Paramedics have a notoriously dark sense of humor. It’s a natural coping mechanism that helps to manage the stresses of the job. A running joke among the paramedics I worked with was the three rules. While at first glance they may seem crass, the underlying intent provides some useful advice that generalizes well.

 

  • It’s not my emergency. This was one of the most important lessons to learn as a green EMT first getting to work on an ambulance. It’s far too easy to get drawn into what’s happening, allowing your adrenaline to flow and losing sight of the separation between things that are happening in front of you and things that are happening to you. In business, it’s also key to stop and remember that what may seem like an emergency is much more likely going to benefit from someone making calm decisions than from someone acting from a position of panic. Few good decisions are made when people are panicking.

 

  • All bleeding stops eventually. It sounds morbid because it is, but this is a good reminder about control.
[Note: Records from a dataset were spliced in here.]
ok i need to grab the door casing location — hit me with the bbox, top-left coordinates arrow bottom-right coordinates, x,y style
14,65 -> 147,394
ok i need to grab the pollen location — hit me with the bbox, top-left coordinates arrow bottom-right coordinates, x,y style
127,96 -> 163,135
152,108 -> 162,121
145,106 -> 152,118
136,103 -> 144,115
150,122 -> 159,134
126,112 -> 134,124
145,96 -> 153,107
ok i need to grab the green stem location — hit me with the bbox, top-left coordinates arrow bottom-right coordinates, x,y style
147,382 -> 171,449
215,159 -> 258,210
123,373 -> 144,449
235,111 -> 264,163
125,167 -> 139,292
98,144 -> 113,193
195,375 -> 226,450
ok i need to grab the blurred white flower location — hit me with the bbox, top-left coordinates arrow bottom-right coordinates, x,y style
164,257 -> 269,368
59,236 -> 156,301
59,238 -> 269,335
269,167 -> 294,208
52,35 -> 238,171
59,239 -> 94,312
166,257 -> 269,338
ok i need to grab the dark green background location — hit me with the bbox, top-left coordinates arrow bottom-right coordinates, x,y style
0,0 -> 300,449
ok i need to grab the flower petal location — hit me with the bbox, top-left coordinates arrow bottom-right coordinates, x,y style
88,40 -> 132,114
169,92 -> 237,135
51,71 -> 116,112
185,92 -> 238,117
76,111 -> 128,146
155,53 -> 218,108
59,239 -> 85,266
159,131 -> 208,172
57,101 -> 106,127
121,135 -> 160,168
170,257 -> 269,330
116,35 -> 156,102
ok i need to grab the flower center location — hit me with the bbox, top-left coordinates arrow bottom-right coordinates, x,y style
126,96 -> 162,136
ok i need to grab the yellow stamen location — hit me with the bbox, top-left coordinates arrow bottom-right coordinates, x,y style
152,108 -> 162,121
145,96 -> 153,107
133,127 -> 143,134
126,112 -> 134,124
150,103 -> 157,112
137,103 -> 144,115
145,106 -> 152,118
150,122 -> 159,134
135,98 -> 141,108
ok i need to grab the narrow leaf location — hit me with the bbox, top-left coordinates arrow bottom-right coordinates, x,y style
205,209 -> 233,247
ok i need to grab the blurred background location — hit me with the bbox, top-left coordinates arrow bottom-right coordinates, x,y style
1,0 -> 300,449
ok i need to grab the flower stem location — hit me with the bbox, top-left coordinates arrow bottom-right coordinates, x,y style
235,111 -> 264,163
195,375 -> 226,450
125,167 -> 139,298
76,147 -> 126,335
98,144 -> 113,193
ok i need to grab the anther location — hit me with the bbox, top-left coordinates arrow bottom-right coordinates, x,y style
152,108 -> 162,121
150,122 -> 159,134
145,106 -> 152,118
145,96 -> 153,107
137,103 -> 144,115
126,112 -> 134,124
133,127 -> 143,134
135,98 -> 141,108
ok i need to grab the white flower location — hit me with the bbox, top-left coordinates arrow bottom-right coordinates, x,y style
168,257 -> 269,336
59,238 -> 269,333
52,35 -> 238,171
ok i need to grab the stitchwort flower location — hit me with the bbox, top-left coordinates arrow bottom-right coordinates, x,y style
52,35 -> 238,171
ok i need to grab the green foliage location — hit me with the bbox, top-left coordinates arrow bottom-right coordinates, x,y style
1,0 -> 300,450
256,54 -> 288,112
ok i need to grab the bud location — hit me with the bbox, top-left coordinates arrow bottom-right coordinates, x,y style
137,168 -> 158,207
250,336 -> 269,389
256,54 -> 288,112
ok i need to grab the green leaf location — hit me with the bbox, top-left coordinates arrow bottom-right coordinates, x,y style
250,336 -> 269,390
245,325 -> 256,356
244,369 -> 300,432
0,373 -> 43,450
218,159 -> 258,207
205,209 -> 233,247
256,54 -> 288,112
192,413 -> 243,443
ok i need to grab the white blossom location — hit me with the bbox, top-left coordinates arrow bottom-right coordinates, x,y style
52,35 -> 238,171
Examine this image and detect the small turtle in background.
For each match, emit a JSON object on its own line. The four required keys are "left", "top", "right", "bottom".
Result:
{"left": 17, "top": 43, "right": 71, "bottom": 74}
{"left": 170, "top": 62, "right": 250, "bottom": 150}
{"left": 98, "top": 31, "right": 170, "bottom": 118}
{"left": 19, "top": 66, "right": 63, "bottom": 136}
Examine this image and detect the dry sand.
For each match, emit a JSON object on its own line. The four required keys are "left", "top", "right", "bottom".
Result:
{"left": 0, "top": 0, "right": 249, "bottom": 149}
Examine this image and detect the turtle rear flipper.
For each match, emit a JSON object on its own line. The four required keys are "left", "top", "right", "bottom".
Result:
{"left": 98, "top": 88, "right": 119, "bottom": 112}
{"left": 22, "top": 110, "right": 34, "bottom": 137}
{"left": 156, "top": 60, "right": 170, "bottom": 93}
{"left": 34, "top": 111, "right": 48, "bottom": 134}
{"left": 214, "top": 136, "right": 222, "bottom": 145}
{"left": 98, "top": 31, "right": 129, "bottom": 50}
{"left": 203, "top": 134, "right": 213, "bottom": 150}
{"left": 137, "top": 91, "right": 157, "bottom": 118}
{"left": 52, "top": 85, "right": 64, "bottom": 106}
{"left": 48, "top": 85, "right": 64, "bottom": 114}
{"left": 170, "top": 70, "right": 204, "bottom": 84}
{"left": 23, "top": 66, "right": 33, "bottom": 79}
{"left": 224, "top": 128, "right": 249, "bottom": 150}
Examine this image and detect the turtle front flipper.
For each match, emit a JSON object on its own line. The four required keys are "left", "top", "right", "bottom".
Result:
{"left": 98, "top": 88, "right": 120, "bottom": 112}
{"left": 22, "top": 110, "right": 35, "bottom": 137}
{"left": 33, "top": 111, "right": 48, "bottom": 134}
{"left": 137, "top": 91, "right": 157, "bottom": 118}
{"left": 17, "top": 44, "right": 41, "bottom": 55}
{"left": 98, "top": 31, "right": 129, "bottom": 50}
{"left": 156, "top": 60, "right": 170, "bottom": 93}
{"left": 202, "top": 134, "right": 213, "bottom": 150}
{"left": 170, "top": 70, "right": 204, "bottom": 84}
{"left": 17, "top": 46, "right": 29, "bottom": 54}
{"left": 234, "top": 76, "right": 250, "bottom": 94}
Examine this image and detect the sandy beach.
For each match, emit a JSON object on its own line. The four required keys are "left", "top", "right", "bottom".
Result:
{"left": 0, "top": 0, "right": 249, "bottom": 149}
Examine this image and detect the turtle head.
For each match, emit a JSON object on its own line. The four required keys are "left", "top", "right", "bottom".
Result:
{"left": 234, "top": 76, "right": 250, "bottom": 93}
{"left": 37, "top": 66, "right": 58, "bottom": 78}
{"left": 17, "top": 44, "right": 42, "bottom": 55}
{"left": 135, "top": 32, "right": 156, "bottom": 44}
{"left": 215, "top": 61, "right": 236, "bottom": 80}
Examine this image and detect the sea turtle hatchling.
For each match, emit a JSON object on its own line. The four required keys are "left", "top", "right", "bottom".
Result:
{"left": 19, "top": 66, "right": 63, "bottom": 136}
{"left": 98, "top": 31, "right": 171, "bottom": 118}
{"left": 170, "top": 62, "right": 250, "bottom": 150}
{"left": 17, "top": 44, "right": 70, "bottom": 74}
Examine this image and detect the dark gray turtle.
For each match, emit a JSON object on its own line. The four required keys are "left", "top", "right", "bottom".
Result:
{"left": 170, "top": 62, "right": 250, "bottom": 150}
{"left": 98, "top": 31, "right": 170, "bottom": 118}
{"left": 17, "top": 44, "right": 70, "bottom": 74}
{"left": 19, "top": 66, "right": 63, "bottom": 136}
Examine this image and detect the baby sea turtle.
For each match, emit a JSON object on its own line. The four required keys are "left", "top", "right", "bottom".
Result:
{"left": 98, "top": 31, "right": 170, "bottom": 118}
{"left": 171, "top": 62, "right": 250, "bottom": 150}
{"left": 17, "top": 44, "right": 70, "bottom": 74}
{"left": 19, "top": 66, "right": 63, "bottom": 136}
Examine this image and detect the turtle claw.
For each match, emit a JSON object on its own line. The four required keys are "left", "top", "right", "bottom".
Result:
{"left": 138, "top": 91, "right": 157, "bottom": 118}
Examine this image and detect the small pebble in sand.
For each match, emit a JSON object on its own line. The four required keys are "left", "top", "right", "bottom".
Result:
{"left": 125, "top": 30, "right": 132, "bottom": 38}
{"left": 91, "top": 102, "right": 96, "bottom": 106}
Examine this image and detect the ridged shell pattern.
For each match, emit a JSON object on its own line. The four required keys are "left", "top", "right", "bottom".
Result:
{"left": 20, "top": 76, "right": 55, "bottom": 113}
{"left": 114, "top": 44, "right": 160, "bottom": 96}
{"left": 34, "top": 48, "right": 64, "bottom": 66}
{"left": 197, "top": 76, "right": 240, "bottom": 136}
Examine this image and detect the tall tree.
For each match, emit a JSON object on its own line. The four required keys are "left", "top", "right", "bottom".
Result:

Sometimes, no matter how hard we try, no matter what we do to make things better, we simply can’t fix the problem. This happens in business – we have an angry client/customer that simply can’t be satisfied, a piece of technology that cannot be fixed, an economic shift that hurts our industry. As painful as it is, sometimes we must stop fighting the fight we can’t win, and instead look toward the next challenge because it’s coming whether we’re ready or not.

 

  • If you drop the baby, pick it up! New babies are wet, and gloves are smooth. You get the picture. We all make mistakes, and some are doozies. We can either stop and stare in wonder at the terrible thing we have just done, pretend it didn’t happen and hope no one saw (unlikely), or we can jump right back in, own our mistake, and do our best to fix the damage we’ve done while accepting that there will be some sort of consequences down the road once the crisis is resolved. In my career I have consistently found that a willingness to say “mea culpa,” to work to do the repairs that can be done and to own up directly and honestly to my superiors has served me well. It’s not fun, but the outcomes have been better than I would have feared.

 

While it may not be a good idea to use dark jokes around co-workers, especially during times of stress, the lessons can certainly be useful. Keeping a calm, rational mind and owning what we do are useful skills no matter what we’re doing.